The case shone a light on the shabby practices of micro-lenders, who would lend money in Cape Town and run off to the Randburg Magistrates’ Court in Gauteng to obtain a garnishee order, knowing full well the borrower had no chance of putting up a defence. Lenders relied heavily on consent forms purportedly signed by borrowers that gave the credit provider the right to obtain judgment in a far-off court. Desai slapped down the lenders, concluding that these consents were “not given either voluntarily or on an informed basis”.
Flemix argued on behalf of the credit providers that they were not ‘forum shopping’ but exercising their own right to access justice by securing judgments in courts far from where the borrower lived or worked. The Association of Debt Recovery Agents, representing the formal debt collection industry, also defended the practice, for which it was rudely excoriated by the court.
Fifteen applicants in the case asked the court to have their garnishee orders declared invalid on the grounds that they are unconstitutional and were granted without judicial oversight. Flemix argued that the debtors had given written admissions of default on their debts, and consented to have judgment issued against them, even in courts far from where they live.

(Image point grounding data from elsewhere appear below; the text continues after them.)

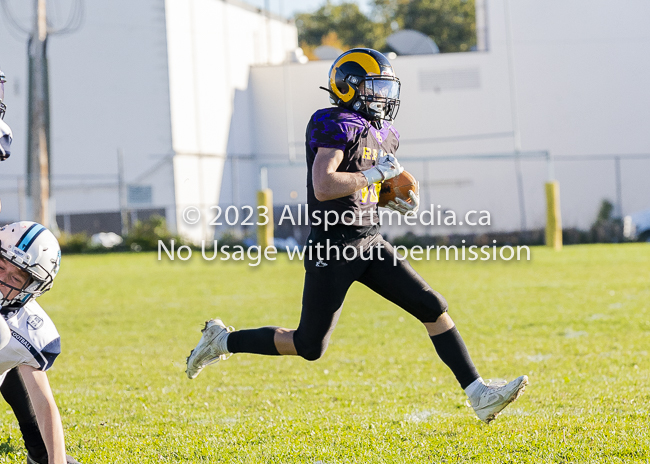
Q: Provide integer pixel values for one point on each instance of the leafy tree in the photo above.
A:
(342, 25)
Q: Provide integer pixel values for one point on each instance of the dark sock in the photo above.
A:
(256, 341)
(453, 352)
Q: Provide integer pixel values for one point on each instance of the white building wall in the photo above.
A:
(211, 46)
(157, 79)
(109, 90)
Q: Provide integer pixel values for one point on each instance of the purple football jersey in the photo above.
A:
(361, 144)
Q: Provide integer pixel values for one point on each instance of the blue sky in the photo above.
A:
(288, 8)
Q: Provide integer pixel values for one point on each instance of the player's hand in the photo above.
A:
(386, 168)
(404, 207)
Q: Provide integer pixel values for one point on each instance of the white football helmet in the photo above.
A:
(34, 249)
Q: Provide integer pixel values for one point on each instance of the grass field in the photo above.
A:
(576, 322)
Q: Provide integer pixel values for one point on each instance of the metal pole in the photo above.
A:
(38, 156)
(267, 7)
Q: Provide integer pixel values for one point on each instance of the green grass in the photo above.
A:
(576, 322)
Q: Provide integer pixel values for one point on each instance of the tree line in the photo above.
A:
(450, 23)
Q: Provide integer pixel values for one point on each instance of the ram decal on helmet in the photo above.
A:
(363, 80)
(34, 249)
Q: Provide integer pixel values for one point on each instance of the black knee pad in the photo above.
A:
(309, 351)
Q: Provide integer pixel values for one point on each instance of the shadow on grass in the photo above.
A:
(10, 447)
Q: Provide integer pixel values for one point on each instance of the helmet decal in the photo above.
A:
(363, 80)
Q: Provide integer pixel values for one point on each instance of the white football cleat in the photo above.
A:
(211, 348)
(489, 400)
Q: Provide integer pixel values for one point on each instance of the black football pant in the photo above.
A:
(326, 286)
(15, 393)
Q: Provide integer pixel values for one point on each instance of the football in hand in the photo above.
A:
(397, 187)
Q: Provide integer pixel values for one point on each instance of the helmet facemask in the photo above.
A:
(378, 97)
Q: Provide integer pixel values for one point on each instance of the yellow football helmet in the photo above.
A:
(363, 80)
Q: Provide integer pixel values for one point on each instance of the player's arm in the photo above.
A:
(47, 413)
(330, 184)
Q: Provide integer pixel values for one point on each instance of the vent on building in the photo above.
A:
(451, 79)
(139, 195)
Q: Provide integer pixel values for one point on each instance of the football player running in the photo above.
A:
(350, 151)
(29, 343)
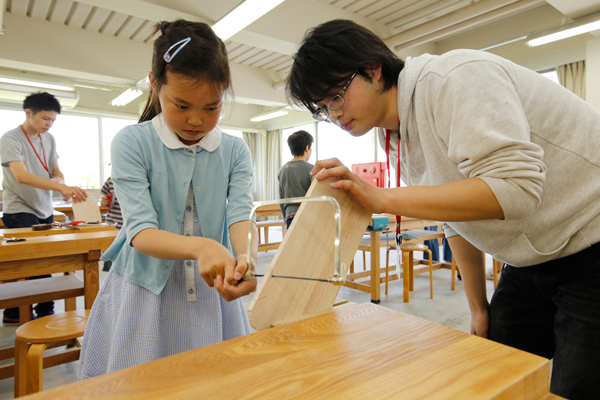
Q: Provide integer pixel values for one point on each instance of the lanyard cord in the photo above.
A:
(44, 163)
(388, 134)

The court was unimpressed with many of the ‘consent’ forms purportedly signed by borrowers – some clearly forged – and said few debtors would willingly agree to repayments they could not afford. The 15 applicants in the case say they either did not sign the consent forms or that the documents were not explained to them, or that they were signed under pressure. The court heard how debt collectors were not paid if they did not secure written consents from borrowers, providing an incentive to fabricate consent forms with fake witnesses.

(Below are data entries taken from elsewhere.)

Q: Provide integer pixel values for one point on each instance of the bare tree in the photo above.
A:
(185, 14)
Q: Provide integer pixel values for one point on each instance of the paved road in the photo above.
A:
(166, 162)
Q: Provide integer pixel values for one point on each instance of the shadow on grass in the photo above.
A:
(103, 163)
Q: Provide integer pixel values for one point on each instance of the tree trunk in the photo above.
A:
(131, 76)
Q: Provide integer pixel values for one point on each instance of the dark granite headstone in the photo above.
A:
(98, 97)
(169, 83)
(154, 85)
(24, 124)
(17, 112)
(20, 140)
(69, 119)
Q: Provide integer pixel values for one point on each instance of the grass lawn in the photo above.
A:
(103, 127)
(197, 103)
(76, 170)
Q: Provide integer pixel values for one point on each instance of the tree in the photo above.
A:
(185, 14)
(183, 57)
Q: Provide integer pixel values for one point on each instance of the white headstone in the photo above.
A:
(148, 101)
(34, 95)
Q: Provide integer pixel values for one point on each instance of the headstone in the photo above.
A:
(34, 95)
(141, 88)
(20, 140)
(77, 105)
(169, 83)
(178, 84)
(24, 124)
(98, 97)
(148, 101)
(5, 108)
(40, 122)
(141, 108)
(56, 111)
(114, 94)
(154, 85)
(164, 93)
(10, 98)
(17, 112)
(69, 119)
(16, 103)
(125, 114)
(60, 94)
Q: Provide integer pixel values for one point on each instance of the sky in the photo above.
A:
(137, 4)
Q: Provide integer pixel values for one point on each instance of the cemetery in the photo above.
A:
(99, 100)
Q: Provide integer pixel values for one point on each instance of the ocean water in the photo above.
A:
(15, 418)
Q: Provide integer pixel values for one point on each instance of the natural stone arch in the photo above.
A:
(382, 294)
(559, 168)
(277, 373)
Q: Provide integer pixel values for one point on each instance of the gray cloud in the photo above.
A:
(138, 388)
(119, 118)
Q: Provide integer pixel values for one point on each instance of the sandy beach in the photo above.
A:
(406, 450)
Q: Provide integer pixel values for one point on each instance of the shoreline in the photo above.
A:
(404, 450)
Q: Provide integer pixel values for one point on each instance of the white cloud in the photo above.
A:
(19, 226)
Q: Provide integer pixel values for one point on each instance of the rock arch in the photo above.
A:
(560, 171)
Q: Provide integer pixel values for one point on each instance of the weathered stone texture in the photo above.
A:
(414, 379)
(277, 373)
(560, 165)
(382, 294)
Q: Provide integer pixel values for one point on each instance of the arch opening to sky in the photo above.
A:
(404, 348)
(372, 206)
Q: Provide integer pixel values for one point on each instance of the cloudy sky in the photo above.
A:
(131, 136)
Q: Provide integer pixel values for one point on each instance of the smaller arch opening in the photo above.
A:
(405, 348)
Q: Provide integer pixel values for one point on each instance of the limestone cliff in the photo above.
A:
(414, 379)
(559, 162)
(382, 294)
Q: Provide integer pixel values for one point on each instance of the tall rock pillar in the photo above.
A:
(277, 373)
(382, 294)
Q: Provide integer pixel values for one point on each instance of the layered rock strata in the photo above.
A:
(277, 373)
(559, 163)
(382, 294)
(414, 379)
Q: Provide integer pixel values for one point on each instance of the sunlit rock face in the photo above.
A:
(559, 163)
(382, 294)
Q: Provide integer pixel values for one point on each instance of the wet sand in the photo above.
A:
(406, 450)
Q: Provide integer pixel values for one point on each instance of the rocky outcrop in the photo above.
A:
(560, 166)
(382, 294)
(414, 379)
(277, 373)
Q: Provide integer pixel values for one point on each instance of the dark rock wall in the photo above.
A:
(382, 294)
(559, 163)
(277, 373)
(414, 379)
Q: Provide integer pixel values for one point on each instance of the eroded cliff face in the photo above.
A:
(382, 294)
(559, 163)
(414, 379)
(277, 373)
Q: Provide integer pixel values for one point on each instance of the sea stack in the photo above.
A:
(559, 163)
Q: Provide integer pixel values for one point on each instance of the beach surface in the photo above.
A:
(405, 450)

The Stellenbosch University Law Clinic case eventually made its way to the Constitutional Court where it was found that some garnishee orders were being obtained on the basis of forged ‘consent’ forms, and loans were being granted without proper credit assessments.
The National Credit Act was being flouted left and right. “The failure to conduct an assessment results in the credit agreement being reckless and unenforceable. If, in any proceedings, it appears to a court that a credit agreement being considered is reckless, the court is obliged to declare that it was a reckless agreement and suspend the agreement’s force and effect,” reads the ConCourt judgment.
Credit providers are required by law to assess the borrower’s ability to repay loans, and this required a detailed examination of their income and expenditure, but the Western Cape court doubted these even existed in the cases presented to it. Credit assessments were perfunctory or non-existent, with borrowers in some instances expected to repay more than half their monthly salaries.
One of the borrowers earned R3 759 a month when she was granted a loan of R7 982, which was to be repaid in six instalments of R1 986 a month. Most of the applicants were farmworkers, cleaners and security guards.
In the US, federal law places a cap on the amount of an employee’s earnings that may be garnished in any one week at only 25% of a debtor’s after-tax income. Germany has a graduated scale of earnings that may be attached depending on how much the borrower earns, while Australia requires borrowers to be left with a minimum of Au$447 a month, a figure that is adjusted regularly.